To take advantage of these opportunities, which are crucial to re-balancing our nation’s economy and creating a foundation for our future economic security, we must harness our economic geography, take advantage of the resources in our metropolitan areas, and shape national policies to promote exports by engaging the economic realities of our metros.
In Boise, Phoenix and Albuquerque in particular, the study says, public and private leaders need to actively engage and collaborate to create good-paying jobs.

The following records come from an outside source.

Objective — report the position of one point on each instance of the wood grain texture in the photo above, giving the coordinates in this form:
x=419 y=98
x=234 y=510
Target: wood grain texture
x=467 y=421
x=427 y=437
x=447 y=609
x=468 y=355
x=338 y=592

As to the Mountain West findings, here they are, based on data for the years 2003 to 2008:
1. Exports are an important source of good jobs in the Mountain West and export growth has the potential to generate significant and much-needed job creation in the region. In 2008 fully 454,000 workers in the 10 largest Intermountain region metros were employed in export-related jobs, with thousands of other local jobs dependent on the spending on local services that those earnings generate. What is more, export jobs are good jobs: The typical Mountain metro worker employed in his or her metro’s top export sector earns nearly 1.5 times the wage of the average American worker.
2. The major Mountain region metropolitan areas are not exceptionally large exporters in dollar terms but a number of them export a significant portion of their overall output. Seven out of 10 of the Intermountain West’s large metros depend on exports for larger shares of their gross metropolitan product (GMP) than the nation’s largest 100 metros taken together. Mountain metros, moreover, not only expanded their export sales but also grew more export intensive from 2003 to 2008. Only in Phoenix did output growth outpace export growth overall so that export intensity declined.
3. Services constitute a greater share of export activity in the Intermountain West metros than they do in the average large metro nationally. Service exports—ranging from architecture or engineering work to research and consulting to education and tourism—represent a strength of the Mountain region. Service sales comprise a much larger share of Mountain metro exports, at 45 percent, than they do for the country’s largest 100 metros as a group, which places only 37.5 percent in services. In two Mountain metros—Las Vegas and Denver—services account for the majority of all regional exports. In fact, Las Vegas generated a larger share of its GMP from service exports in 2008 than any other major metro.
4. The Mountain region’s large metros are quite varied in their export specializations. Computer and electronic product manufacturing stands out as one of the region’s clear specializations, and transportation equipment (frequently related to defense); service production, including tourism; and metal manufacturing also distinguish the region’s export map. Across metros, however, the export bases of some economies appear far more diversified than others. And one note of concern: Export earnings in the prominent computer and electronics industry actually fell in seven metros over the five-year period studied, pointing to the need to maintain constant vigilance in the face of changing global markets.
5. Strengths in manufacturing and innovation tend to drive metropolitan export power. Manufacturing industries nationally are the most export oriented, and so metro areas that specialize in manufacturing tend to export the largest shares of their GMP. Export-oriented metropolitan also tend to be significantly more innovative, defined by their rate of patent production—which existing evidence suggests may be explained by more innovative firms being more likely to export by nature and export activity itself reinforcing innovation through competition. Exemplifying this in the West is Boise, the region’s patent leader and number two metro on manufacturing and export intensity indicators.
6. Canada and Mexico remain the region’s leading export markets but major growth opportunities reside in large emerging markets like Brazil, India, and China (the BIC group of countries) as well. With years of potentially tepid domestic sales ahead, companies need to redouble their search beyond the U.S. border for new sources of demand. As it happens, though, exports from the large Mountain metros are no more likely to be destined for Mexico than those from the average large metropolitan area, despite the region’s close proximity. And while five of the Mountain metros capitalized on opportunities farther afield—in the large and rapidly growing emerging markets of the BICs, for example—five stood on the sidelines with below average growth in exports to these markets.